Jung concepisce gli archetipi come forze arcaiche universali sedimentate nell’inconscio collettivo, che tornano ad agire attraverso le epoche storiche sotto varie forme, immagini, motivi, comportamenti. Non è esagerato affermare che in Suspiria la caratterizzazione dei personaggi principali è basata in maniera sostanziale sulla caratterizzazione junghiana degli archetipi. Susie assume il ruolo di una forza a-storica ancestrale che restaura l’equilibrio perduto nel quadro di una lotta fra un Es violento e traboccante (Markos) e un Superego impotente (Klemperer), a causa della quale l’Ego (Blanc) e la sua funzione mediatrice rischiano il collasso. La protagonista, che sembra all’inizio rappresentare il percorso di formazione del , assume invece l’archetipo junghiano dell’Ombra, l’irrazionale represso che è la parte più tenebrosa e aggressiva dell’inconscio personale e collettivo.
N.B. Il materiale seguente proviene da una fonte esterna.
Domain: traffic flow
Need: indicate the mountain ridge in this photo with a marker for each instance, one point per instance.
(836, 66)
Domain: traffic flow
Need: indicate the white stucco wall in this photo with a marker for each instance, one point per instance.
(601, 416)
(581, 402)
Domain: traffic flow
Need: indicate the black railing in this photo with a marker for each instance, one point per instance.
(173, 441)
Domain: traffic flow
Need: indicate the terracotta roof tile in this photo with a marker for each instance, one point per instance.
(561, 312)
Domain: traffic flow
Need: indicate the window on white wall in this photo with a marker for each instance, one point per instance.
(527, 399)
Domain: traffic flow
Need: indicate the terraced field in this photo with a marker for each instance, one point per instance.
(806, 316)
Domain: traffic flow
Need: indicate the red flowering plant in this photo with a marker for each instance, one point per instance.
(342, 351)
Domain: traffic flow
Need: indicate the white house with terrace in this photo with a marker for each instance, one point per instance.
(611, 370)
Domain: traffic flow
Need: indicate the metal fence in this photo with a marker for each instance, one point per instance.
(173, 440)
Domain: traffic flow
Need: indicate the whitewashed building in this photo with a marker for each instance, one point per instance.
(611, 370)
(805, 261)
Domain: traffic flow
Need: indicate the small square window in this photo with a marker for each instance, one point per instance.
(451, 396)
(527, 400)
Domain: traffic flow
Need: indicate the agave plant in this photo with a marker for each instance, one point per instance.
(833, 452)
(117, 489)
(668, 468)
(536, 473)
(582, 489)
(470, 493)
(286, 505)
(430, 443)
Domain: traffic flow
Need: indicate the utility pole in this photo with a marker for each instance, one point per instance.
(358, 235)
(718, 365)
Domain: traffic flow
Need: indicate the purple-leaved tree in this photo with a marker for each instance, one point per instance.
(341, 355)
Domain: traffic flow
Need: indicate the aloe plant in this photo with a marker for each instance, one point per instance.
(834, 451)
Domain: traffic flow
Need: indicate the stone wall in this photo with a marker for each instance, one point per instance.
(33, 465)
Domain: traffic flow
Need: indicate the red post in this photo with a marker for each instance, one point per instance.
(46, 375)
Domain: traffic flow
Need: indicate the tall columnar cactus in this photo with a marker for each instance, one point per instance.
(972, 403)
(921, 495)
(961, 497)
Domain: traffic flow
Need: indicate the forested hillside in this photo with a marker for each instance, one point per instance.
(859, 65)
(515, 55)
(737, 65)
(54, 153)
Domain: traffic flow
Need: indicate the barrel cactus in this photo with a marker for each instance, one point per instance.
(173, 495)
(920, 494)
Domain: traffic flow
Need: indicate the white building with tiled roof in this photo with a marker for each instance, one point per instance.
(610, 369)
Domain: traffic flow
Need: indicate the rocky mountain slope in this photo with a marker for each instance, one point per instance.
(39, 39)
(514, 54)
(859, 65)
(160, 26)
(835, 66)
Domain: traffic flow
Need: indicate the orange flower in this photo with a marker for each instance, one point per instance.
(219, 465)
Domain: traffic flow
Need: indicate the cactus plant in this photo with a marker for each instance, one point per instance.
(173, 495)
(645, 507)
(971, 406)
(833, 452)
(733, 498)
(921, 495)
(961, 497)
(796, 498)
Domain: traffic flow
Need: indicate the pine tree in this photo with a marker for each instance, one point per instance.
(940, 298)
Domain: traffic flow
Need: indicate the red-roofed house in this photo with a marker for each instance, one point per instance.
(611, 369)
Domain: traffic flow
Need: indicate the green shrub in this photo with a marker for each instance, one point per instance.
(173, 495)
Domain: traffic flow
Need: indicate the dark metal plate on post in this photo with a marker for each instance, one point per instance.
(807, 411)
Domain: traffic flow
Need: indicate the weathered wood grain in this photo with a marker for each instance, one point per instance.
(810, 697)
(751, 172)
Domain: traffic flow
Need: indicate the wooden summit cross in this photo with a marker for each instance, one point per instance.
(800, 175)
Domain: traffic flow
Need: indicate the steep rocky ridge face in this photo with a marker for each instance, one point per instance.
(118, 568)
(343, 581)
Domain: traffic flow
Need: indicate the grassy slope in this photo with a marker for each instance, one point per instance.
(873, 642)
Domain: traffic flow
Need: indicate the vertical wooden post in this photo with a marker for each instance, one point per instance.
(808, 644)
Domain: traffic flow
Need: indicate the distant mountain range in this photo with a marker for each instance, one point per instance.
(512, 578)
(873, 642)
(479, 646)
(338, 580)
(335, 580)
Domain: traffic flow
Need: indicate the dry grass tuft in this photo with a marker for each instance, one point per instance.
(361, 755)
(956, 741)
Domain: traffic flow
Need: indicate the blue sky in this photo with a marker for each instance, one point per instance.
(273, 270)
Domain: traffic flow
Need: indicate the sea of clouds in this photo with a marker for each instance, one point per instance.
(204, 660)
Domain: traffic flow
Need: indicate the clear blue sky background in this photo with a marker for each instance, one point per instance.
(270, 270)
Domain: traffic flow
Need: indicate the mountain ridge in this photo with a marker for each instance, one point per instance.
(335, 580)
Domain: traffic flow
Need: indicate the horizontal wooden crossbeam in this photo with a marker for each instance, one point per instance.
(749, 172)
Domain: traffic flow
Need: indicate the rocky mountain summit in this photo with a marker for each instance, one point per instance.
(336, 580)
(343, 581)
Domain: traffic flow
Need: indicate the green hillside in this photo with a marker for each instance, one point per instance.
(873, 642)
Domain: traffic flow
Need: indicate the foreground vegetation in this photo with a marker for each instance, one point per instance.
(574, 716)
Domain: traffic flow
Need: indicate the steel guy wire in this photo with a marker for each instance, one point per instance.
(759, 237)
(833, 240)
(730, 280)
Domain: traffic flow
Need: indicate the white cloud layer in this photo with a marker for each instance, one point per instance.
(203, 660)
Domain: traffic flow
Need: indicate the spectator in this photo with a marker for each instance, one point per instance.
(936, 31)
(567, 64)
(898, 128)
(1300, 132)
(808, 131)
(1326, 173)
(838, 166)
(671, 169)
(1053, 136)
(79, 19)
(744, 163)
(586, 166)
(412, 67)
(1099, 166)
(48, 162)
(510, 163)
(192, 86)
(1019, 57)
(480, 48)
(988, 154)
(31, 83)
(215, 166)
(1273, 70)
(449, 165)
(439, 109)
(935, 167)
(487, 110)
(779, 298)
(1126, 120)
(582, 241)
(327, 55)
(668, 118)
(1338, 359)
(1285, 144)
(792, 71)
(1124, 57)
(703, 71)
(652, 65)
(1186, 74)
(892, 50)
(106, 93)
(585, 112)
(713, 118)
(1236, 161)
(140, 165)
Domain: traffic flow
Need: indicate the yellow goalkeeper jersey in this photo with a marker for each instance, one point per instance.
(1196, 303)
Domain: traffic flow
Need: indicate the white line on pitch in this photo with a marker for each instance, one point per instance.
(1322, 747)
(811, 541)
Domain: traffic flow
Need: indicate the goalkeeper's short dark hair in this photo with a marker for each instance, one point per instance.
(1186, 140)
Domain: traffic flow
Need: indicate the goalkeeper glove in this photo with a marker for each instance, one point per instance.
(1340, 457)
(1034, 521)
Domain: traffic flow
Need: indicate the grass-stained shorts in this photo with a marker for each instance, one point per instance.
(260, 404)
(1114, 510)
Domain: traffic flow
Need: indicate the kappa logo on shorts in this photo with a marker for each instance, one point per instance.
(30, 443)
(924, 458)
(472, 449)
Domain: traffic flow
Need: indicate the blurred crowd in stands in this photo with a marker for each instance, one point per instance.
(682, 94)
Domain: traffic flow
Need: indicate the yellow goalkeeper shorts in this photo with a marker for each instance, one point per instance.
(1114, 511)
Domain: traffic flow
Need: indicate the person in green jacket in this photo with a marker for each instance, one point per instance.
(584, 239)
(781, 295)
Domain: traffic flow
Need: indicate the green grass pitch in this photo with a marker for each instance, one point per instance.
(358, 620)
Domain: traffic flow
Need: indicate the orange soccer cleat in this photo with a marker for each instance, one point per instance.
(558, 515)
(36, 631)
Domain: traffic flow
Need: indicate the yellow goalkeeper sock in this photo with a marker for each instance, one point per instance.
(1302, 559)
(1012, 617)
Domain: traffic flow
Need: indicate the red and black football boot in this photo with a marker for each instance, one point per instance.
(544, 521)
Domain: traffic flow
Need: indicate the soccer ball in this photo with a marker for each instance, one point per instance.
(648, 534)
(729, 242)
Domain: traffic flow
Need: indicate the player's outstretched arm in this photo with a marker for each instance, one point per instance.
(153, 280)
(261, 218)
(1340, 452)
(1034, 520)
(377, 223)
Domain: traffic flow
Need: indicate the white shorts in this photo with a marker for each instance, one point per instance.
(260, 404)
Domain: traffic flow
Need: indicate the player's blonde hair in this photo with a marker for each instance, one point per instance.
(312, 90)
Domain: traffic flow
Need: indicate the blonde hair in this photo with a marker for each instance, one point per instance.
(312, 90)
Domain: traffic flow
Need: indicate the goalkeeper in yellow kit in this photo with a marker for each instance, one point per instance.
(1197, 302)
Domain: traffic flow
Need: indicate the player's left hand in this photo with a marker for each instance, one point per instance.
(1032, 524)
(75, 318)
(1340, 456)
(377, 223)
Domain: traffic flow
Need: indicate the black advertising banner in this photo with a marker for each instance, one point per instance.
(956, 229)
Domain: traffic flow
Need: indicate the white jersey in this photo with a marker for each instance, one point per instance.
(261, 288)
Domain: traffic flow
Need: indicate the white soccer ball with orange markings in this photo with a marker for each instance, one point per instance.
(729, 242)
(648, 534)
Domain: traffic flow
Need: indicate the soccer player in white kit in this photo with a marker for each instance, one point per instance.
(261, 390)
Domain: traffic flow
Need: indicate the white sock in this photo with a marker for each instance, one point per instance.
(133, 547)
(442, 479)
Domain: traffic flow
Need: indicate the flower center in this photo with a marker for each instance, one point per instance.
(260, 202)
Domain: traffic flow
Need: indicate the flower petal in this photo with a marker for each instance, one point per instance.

Ma le associazioni junghiane si moltiplicano: Markos è il Trickster, l’imbroglione cosmico (ma anche la Madre), Madame Blanc e i suoi tratti androgini richiamano al lato femminile della psiche, l’Anima, mentre l’anziano Klemperer, sotto i cui panni si nasconde ancora una volta una donna, rappresenta la controparte maschile, l’Animus (ma anche il Vecchio Saggio). Il sabba simboleggia il processo rituale mediante il quale l’inconscio, da personale, si rivela collettivo, erompendo in tutta la sua furia castigatrice per sancire una ri-equilibrazione funzionale. In un tripudio gore, Susie assurge a figura messianica che dispensa morte e salvezza, scatenando la furia menadica delle streghe in un sanguinolento lavacro rituale.

Si potrebbe discutere a lungo sulla natura benefica, malefica o neutra della mater suspiriorum, che era delineata ben più nettamente nel Suspiria argentiano. L’azione di Susie alterna crudeltà e compassione, creazione e distruzione, risultando dunque più riconducibile al mondo naturale che all’etica umana e alle sue rigide dicotomie. Nel finale dona a Klemperer la grazia dell’oblio, dopo aver affermato “Abbiamo bisogno della colpa e della vergogna, ma non della sua”. Al di là del palese riferimento all’Olocausto è opportuno interpretare queste parole in linea con il suo intervento, volto a punire un potere illegittimo (Markos) e le sue sostenitrici. Chi persegue scopi personali tramite un potere collettivo abusa di quel potere, meritandosi il fardello che ogni abuso porta con sé: la colpa e la vergogna.*

★★★☆☆

 

* I concetti di shameguilt sono alla base di una lunga letteratura antropologica (il caposaldo è Benedict 1949) che indaga il rapporto fra controllo emotivo della collettività e mantenimento dell’ordine sociale.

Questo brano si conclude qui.